Divergences internes au CCG :
Alors que certains membres du CCG, comme les Émirats et Bahreïn, ont normalisé leurs relations avec Israël (via les Accords d’Abraham), d’autres, comme le Qatar, maintiennent une position beaucoup plus critique vis-à-vis d’Israël. Ces divergences pourraient compliquer l’adoption d’une position commune du CCG sur Gaza. Néanmoins, les pays du Golfe pourraient s’entendre sur une approche humanitaire coordonnée, même si des divergences politiques persistent.
L’UE face à ses propres divisions :
L’Union européenne n’a pas non plus une position monolithique sur la question israélo-palestinienne. Certains pays, comme la France, ont adopté des positions plus critiques à l’égard d’Israël, tandis que d’autres, comme l’Allemagne, maintiennent une relation historique forte avec l’État israélien. Cependant, face à une crise humanitaire majeure, il est probable que l’UE se concentre sur une réponse humanitaire et diplomatique.
Une Coopération Nécessaire, mais Complexe :
Le sommet UE-CCG du 16 octobre 2024 se déroulera dans un contexte particulièrement sensible marqué par la crise au Liban et l’offensive israélienne à Gaza. Bien que les divergences de vues existent entre les deux blocs, notamment sur la question israélo-palestinienne, les deux parties ont intérêt à coordonner leurs efforts pour apporter des réponses à ces crises.

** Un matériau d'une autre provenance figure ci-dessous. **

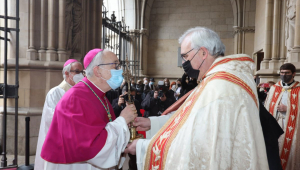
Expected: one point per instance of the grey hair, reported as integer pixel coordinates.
(67, 68)
(96, 61)
(204, 37)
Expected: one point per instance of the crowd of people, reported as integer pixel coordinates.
(151, 97)
(218, 124)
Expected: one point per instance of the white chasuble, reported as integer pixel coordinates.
(217, 127)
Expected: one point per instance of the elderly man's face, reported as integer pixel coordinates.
(188, 53)
(110, 61)
(76, 68)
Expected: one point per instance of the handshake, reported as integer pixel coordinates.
(142, 124)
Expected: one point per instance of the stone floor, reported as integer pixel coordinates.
(21, 161)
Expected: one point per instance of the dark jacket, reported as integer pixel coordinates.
(118, 109)
(112, 94)
(271, 131)
(154, 107)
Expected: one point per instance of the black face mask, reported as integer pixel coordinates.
(188, 69)
(286, 78)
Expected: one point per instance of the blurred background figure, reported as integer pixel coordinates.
(119, 103)
(173, 86)
(262, 91)
(156, 102)
(178, 89)
(139, 90)
(187, 84)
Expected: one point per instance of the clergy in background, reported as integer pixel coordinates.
(218, 125)
(283, 103)
(72, 74)
(84, 134)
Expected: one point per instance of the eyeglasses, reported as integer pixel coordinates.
(77, 71)
(117, 65)
(184, 56)
(286, 73)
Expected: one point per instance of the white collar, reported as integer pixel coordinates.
(95, 85)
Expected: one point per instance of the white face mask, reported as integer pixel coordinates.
(77, 78)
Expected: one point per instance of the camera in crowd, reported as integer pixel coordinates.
(162, 89)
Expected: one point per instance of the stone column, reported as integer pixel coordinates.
(268, 35)
(51, 54)
(295, 53)
(274, 63)
(42, 51)
(282, 34)
(61, 51)
(31, 51)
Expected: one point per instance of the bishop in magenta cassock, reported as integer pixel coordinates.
(85, 134)
(72, 74)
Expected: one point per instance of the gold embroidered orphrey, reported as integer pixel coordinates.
(158, 148)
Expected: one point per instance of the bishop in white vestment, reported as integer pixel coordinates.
(218, 125)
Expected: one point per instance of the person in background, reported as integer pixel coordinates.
(119, 104)
(173, 86)
(283, 103)
(146, 89)
(169, 93)
(139, 90)
(271, 83)
(154, 104)
(72, 74)
(152, 84)
(178, 89)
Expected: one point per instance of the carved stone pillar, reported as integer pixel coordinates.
(31, 52)
(239, 35)
(268, 35)
(51, 54)
(61, 51)
(42, 51)
(295, 53)
(274, 63)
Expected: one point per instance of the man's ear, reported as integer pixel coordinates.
(204, 53)
(96, 72)
(67, 73)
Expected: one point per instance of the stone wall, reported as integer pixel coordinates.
(169, 19)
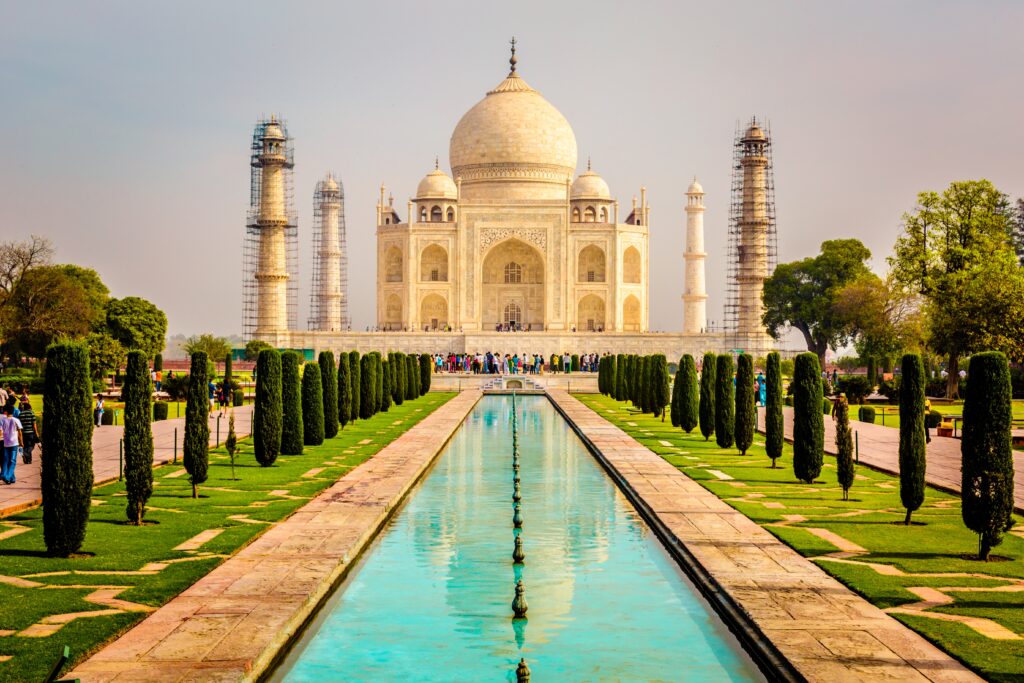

Face à la situation au Liban, l’UE et le CCG peuvent agir de concert pour stabiliser le pays, en combinant une aide humanitaire et des pressions diplomatiques. Quant à Gaza, bien que les divergences sur la normalisation avec Israël puissent limiter certaines actions, une réponse humanitaire conjointe et des efforts diplomatiques pour un cessez-le-feu semblent possibles.
Le sommet pourrait ainsi devenir une plateforme clé pour renforcer la coordination entre l’UE et le CCG sur ces crises, tout en renforçant leur partenariat stratégique global dans un contexte géopolitique de plus en plus complexe.